There remains a not insignificant possibly that Su-57s were not deployed to Ukraine for combat, but rather to test their sensors and other features such as communications systems and data links in a chaotic wartime environment which would be a primary benefit of flying the new fighters in a war zone. 

The Su-57 integrates six radars allowing each fighter to track sixty targets simultaneously, as well as an infra red search and track system, which provides a degree of situational awareness thought to be totally unrivalled without relying on data links. Aside from their small numbers, a primary factor preventing the Su-57 from playing an important role in Ukraine is that airframes have only a limited initial operating capability making them unsuitable for high intensity operations than older Su-30SM and Su-35 jets are. 

The fighter will thus likely not be deployed as aggressively as other Russian assets, nor for air to air combat should what remains of the Ukrainian Air Force seek to return to the skies.

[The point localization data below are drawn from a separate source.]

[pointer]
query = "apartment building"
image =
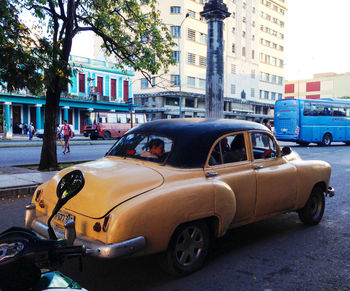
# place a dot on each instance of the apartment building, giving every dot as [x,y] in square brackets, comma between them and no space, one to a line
[96,86]
[253,61]
[323,85]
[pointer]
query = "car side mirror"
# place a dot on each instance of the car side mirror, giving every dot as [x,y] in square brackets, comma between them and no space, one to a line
[286,151]
[69,186]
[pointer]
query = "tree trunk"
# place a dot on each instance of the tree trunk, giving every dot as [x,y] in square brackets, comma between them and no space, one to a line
[48,160]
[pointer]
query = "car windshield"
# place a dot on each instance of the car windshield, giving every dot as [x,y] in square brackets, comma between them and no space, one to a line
[143,146]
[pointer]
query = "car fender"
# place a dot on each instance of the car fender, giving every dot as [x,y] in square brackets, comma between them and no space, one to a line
[157,214]
[310,173]
[225,206]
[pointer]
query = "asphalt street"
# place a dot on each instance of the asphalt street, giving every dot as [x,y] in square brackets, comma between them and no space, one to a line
[276,254]
[31,155]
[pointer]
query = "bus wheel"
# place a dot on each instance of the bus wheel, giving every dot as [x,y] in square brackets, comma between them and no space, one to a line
[106,135]
[327,139]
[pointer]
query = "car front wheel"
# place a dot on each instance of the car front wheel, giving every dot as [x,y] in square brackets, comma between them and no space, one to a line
[312,212]
[188,249]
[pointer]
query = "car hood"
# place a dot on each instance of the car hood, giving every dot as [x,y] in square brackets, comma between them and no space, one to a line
[109,182]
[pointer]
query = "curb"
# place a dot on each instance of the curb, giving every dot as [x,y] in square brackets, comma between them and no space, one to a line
[35,144]
[11,192]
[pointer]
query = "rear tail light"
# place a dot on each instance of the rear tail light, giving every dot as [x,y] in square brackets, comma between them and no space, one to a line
[297,130]
[37,196]
[105,223]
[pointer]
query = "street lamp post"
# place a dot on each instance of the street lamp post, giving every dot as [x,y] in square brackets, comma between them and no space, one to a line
[178,46]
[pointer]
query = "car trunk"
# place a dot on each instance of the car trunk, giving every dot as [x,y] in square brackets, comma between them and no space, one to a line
[110,182]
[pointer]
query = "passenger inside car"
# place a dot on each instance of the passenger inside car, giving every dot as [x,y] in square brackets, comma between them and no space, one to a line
[156,149]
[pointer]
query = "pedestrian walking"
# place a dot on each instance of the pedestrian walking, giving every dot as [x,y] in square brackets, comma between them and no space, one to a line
[31,130]
[67,135]
[59,135]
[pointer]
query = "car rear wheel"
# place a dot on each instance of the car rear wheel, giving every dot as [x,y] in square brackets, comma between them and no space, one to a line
[106,135]
[327,139]
[303,144]
[312,212]
[187,250]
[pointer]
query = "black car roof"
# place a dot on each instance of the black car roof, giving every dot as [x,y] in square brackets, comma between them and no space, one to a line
[193,137]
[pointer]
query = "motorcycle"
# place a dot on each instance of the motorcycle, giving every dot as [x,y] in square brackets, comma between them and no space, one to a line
[28,262]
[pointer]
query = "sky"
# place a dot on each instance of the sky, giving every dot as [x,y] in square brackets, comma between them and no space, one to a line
[317,38]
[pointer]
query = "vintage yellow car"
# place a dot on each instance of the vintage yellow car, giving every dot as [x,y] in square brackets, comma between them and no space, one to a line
[169,186]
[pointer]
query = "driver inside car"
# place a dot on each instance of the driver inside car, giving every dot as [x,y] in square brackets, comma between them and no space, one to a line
[156,149]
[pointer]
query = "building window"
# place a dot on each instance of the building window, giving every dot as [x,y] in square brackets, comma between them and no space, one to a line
[175,80]
[175,9]
[266,94]
[81,83]
[252,92]
[113,88]
[144,100]
[252,74]
[144,83]
[172,101]
[175,31]
[189,102]
[202,83]
[191,34]
[100,85]
[191,82]
[233,89]
[176,56]
[191,58]
[191,13]
[202,61]
[203,38]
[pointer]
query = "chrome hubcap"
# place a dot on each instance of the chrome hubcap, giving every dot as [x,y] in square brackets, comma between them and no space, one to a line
[316,207]
[189,246]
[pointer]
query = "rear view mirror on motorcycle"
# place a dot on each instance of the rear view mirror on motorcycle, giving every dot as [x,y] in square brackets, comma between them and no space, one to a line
[69,186]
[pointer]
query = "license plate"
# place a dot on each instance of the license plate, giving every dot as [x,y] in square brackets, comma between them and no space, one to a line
[63,217]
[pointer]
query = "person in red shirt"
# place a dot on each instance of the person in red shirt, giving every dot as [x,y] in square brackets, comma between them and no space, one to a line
[67,135]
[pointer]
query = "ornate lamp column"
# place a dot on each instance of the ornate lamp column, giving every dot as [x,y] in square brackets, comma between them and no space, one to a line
[215,11]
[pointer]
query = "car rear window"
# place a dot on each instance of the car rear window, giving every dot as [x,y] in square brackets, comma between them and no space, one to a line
[149,147]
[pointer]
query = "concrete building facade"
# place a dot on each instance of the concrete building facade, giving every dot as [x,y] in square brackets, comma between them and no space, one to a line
[253,61]
[324,85]
[95,86]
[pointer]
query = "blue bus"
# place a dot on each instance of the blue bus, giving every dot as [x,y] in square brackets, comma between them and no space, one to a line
[305,121]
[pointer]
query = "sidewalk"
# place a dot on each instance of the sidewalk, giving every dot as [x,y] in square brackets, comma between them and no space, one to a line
[17,181]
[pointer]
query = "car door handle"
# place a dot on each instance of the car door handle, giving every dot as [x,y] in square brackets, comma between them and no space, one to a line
[211,174]
[257,167]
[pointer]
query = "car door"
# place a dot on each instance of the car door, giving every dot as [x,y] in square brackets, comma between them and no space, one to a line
[276,179]
[229,162]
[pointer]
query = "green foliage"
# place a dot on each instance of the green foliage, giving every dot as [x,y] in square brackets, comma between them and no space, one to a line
[19,67]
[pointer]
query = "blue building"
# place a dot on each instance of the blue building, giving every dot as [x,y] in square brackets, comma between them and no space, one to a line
[97,86]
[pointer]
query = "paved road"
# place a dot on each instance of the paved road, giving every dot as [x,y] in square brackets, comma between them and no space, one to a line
[31,155]
[276,254]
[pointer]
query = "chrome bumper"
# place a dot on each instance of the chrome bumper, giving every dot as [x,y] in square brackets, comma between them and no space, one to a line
[330,192]
[125,248]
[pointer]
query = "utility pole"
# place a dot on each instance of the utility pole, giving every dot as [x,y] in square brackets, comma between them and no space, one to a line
[215,11]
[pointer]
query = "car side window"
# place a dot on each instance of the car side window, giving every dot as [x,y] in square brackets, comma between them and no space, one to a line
[263,146]
[229,149]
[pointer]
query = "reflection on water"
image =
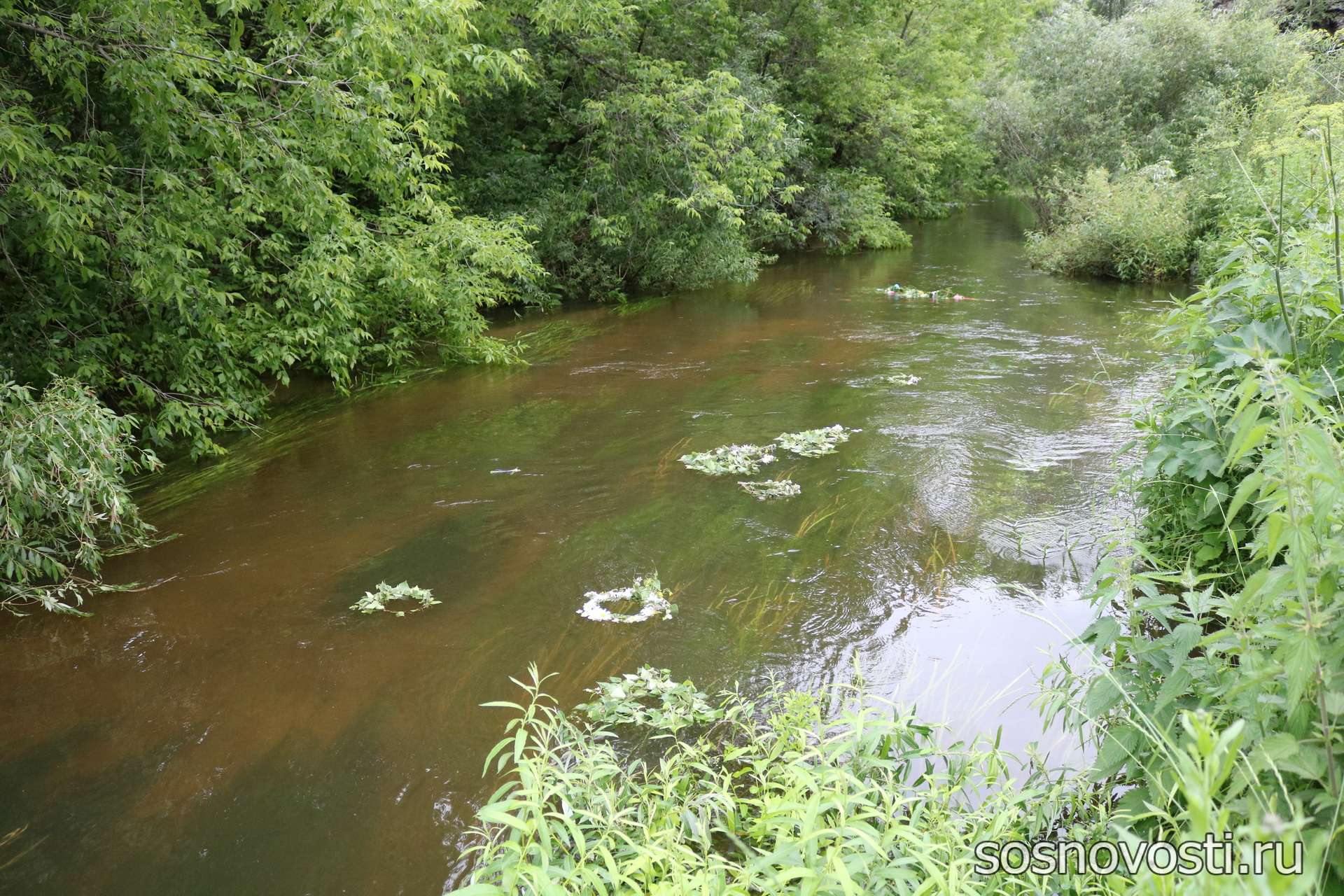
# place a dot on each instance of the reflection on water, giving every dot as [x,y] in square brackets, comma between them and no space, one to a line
[238,729]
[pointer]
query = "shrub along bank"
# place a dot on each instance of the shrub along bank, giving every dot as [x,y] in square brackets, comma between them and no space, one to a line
[1210,688]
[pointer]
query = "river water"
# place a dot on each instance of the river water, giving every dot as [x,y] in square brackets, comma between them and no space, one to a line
[238,729]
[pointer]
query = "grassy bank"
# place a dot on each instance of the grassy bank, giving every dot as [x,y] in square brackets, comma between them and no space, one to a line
[1210,688]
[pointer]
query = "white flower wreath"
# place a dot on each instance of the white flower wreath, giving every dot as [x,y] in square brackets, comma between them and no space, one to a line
[647,592]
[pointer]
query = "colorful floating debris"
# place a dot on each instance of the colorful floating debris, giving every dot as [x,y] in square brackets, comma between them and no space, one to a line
[737,460]
[813,442]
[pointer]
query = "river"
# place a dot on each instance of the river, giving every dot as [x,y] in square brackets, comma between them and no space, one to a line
[238,729]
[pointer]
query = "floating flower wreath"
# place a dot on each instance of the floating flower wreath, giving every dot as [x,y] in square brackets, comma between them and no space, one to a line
[771,489]
[647,592]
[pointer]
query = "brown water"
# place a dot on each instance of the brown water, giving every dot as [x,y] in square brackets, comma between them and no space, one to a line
[237,729]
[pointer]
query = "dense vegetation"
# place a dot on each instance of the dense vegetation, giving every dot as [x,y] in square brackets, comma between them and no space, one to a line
[1210,688]
[200,202]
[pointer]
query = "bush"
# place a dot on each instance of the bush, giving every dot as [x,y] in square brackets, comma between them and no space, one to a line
[64,500]
[1136,226]
[848,210]
[1227,602]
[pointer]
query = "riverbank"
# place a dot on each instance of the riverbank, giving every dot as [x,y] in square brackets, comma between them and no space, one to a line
[242,710]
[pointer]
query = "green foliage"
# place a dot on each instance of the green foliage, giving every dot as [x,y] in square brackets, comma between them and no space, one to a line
[737,460]
[771,489]
[65,461]
[378,599]
[645,597]
[650,699]
[757,796]
[850,210]
[1228,601]
[200,202]
[1136,227]
[1121,93]
[813,442]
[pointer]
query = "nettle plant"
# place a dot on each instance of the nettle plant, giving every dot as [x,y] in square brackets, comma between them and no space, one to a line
[378,599]
[760,794]
[647,592]
[813,442]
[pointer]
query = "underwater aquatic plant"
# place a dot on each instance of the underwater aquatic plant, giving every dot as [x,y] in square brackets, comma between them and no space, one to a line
[729,458]
[813,442]
[771,489]
[629,700]
[648,592]
[377,599]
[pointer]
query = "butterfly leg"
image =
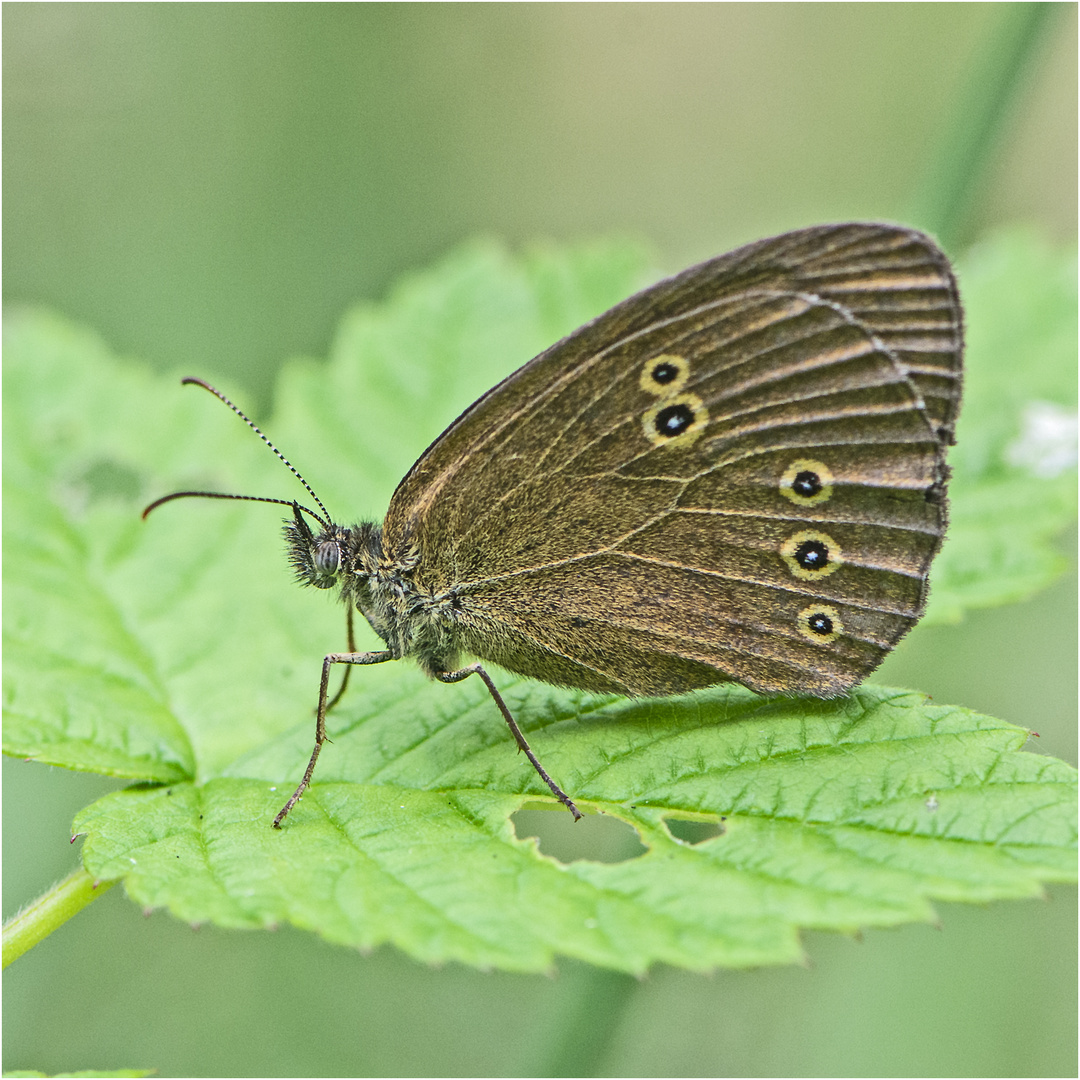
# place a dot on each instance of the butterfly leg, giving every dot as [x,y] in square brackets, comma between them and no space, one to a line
[328,661]
[514,729]
[350,647]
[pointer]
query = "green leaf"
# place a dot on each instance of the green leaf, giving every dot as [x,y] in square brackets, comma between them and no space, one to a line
[178,652]
[835,815]
[1014,480]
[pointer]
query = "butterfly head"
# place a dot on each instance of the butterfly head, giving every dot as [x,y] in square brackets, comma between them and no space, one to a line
[318,557]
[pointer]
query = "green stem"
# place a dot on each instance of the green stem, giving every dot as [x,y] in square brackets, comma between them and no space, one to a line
[944,196]
[589,1023]
[50,912]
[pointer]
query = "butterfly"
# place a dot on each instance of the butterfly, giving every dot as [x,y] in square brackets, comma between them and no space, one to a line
[737,474]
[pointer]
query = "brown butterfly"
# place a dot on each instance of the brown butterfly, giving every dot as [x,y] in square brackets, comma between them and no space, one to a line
[734,475]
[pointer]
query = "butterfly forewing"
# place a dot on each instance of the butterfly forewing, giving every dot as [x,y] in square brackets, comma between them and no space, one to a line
[736,474]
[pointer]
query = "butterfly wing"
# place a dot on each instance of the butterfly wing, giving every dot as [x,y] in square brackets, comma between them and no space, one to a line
[737,474]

Deploying the Su-57 could serve multiple purposes including testing, signalling strength during negotiations, and demonstrating confidence in the fighter's capabilities to increase foreign interest in the design and thus possible export sales. 50 Su-57s were intended to be in service by the end of the 2010s, and over 200 by 2025, although severe delays to the program mean that only around 76 will be deployed by the end of 2027. 

The Ukrainian conflict and escalating tensions with NATO powers could potentially accelerate work on the program and increase investment, particularly as Western powers have increased deployments of fifth generation fighters near Russia’s borders.